For these reasons, investors are demanding that investee companies develop robust social policies which protect stakeholder interests more widely. Although shareholder value still has legal priority in many jurisdictions, preservation of that value relies heavily on continued buy-in from, and material and intellectual contribution from a wide variety of social stakeholders. When companies breach these implied social contracts, investors bristle at the corresponding revenue risks that may develop as a consequence.



Governance Risk Factors

Investors are also concerned that investee companies demonstrate strong and ethical governance - both in terms of decision outcomes, and in terms of the checks & balances that ensure good decision-making in the first place. Governance structures can be likened to a 'brain' through which all other risks (including environmental and social factors) are filtered. For this reason governance features as a critical indicator for risk management.

Good corporate governance is served (or threatened) by several inter-related functions including: board composition, independence & renewal, executive compensation, equality, transparency, hiring & tendering policies, legal compliance safeguards, and proper disclosure of political contributions. Increasingly, board diversity (or lack thereof) is understood by investors to have material impacts on company performance.

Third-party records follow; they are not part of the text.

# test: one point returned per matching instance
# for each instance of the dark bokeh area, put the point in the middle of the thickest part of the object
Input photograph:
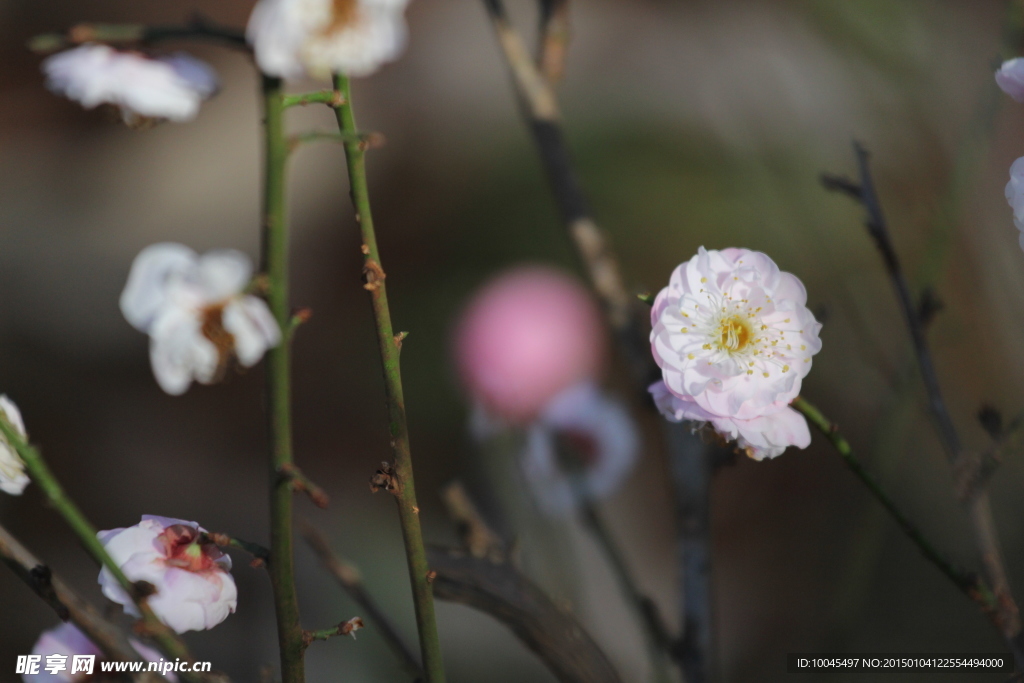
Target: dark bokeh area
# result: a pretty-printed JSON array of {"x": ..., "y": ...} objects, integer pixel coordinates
[{"x": 692, "y": 123}]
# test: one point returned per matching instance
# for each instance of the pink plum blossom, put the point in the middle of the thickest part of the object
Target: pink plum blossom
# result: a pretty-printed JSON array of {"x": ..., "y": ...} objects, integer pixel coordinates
[
  {"x": 12, "y": 476},
  {"x": 602, "y": 444},
  {"x": 197, "y": 313},
  {"x": 68, "y": 641},
  {"x": 195, "y": 588},
  {"x": 765, "y": 436},
  {"x": 295, "y": 38},
  {"x": 1010, "y": 78},
  {"x": 169, "y": 87},
  {"x": 526, "y": 336},
  {"x": 734, "y": 339}
]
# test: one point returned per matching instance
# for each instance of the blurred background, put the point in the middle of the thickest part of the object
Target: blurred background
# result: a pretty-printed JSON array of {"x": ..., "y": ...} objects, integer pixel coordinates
[{"x": 693, "y": 123}]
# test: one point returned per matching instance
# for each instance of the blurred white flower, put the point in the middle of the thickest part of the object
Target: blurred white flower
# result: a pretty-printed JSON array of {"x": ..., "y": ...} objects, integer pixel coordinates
[
  {"x": 12, "y": 476},
  {"x": 195, "y": 588},
  {"x": 583, "y": 445},
  {"x": 169, "y": 87},
  {"x": 67, "y": 640},
  {"x": 295, "y": 38},
  {"x": 733, "y": 334},
  {"x": 196, "y": 312},
  {"x": 1015, "y": 196},
  {"x": 765, "y": 436},
  {"x": 1010, "y": 78}
]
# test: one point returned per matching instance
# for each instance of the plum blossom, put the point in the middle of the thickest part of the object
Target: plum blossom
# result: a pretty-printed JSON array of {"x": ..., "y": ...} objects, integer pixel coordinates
[
  {"x": 167, "y": 87},
  {"x": 1015, "y": 196},
  {"x": 12, "y": 476},
  {"x": 765, "y": 436},
  {"x": 582, "y": 446},
  {"x": 197, "y": 313},
  {"x": 295, "y": 38},
  {"x": 526, "y": 336},
  {"x": 734, "y": 339},
  {"x": 1010, "y": 78},
  {"x": 68, "y": 641},
  {"x": 195, "y": 588}
]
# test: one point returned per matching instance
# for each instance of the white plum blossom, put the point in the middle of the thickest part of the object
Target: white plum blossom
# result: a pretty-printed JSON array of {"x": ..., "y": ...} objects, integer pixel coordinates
[
  {"x": 583, "y": 445},
  {"x": 167, "y": 87},
  {"x": 197, "y": 313},
  {"x": 1010, "y": 78},
  {"x": 765, "y": 436},
  {"x": 296, "y": 38},
  {"x": 12, "y": 476},
  {"x": 195, "y": 588},
  {"x": 1015, "y": 196},
  {"x": 68, "y": 641},
  {"x": 734, "y": 339}
]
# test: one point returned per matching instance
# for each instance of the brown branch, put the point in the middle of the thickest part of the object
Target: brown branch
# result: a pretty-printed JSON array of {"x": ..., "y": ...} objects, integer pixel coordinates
[
  {"x": 349, "y": 579},
  {"x": 499, "y": 590}
]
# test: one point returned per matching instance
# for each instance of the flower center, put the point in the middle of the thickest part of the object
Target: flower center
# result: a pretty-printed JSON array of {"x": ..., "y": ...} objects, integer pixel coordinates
[
  {"x": 184, "y": 549},
  {"x": 734, "y": 334}
]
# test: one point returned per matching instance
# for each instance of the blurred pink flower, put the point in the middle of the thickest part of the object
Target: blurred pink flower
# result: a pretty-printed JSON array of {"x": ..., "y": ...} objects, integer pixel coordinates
[
  {"x": 527, "y": 335},
  {"x": 765, "y": 436},
  {"x": 171, "y": 87},
  {"x": 195, "y": 588},
  {"x": 67, "y": 640},
  {"x": 733, "y": 334},
  {"x": 12, "y": 476},
  {"x": 197, "y": 313},
  {"x": 601, "y": 442},
  {"x": 1010, "y": 78},
  {"x": 296, "y": 38}
]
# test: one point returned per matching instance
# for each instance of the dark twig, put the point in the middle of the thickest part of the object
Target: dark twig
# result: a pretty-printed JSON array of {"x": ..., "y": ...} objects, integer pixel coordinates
[
  {"x": 261, "y": 555},
  {"x": 969, "y": 583},
  {"x": 349, "y": 579},
  {"x": 978, "y": 507},
  {"x": 691, "y": 472},
  {"x": 540, "y": 108},
  {"x": 477, "y": 538},
  {"x": 499, "y": 590}
]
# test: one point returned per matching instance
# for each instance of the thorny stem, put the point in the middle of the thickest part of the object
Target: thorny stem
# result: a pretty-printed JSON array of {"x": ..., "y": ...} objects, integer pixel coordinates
[
  {"x": 655, "y": 633},
  {"x": 978, "y": 507},
  {"x": 349, "y": 579},
  {"x": 969, "y": 584},
  {"x": 279, "y": 387},
  {"x": 390, "y": 348},
  {"x": 40, "y": 473}
]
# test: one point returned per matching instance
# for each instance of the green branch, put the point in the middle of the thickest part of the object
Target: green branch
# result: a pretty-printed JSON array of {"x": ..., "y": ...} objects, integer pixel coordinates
[
  {"x": 390, "y": 347},
  {"x": 40, "y": 473},
  {"x": 969, "y": 584},
  {"x": 279, "y": 387}
]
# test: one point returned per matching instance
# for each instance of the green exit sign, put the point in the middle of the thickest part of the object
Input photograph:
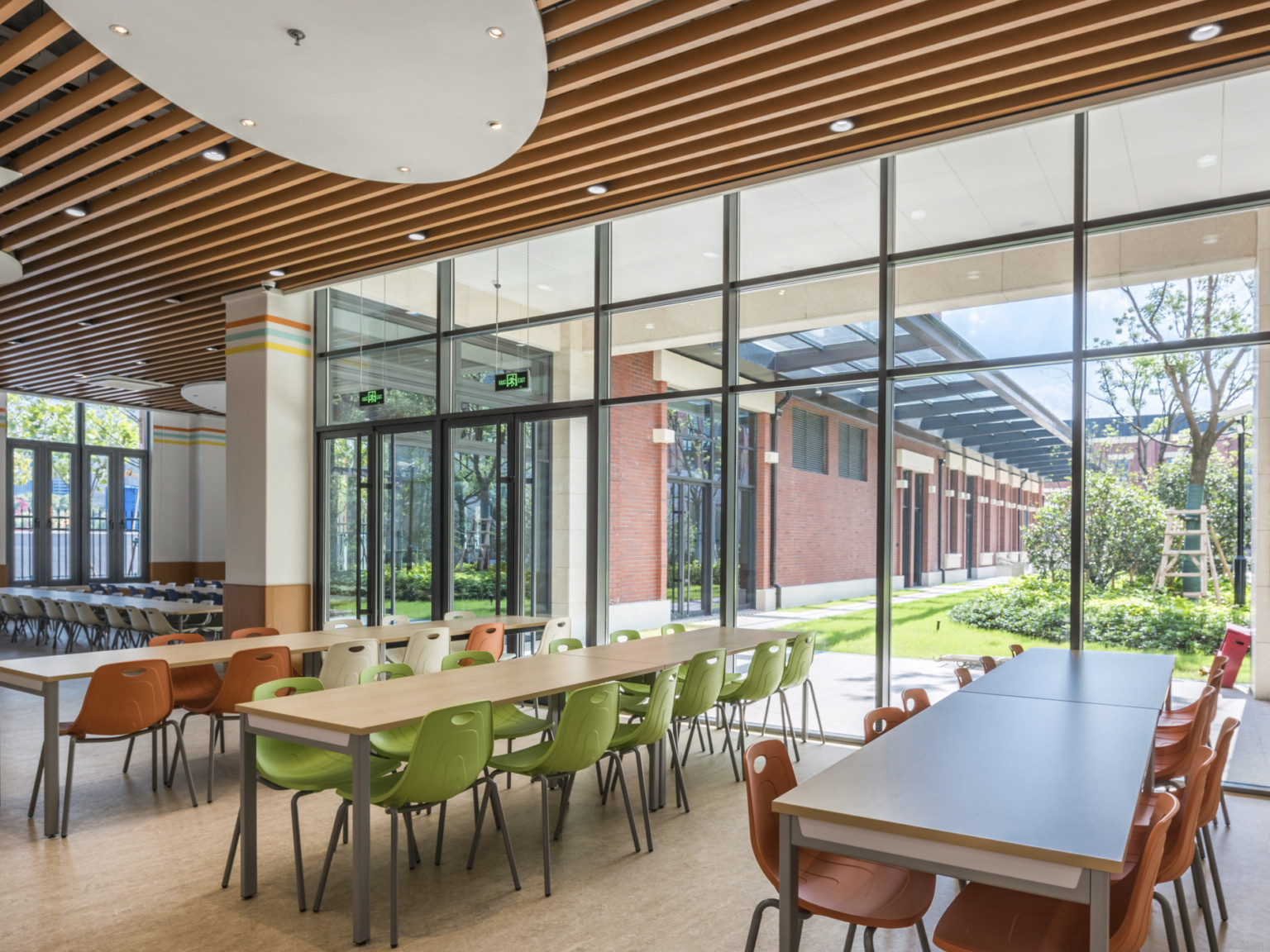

This is because diversity of gender, race and other demographic background has been shown to enhance decision-making.


A 2017 study by Cloverpop (see the infographic below) reviewed around 600 business decisions across a selection of companies and found that diversity of age, gender and geography enhanced outcomes in a linear fashion. Understanding the reason behind this is crucial - the greatest vulnerability of decision-making is not lack of information or lack of strategic insight (both of which are fixable). Instead the most insidious risk is unconscious bias because, by definition, it lies beneath our radar. Diversity provides the only structural protection against this as input from different perspectives immunises companies against group-think.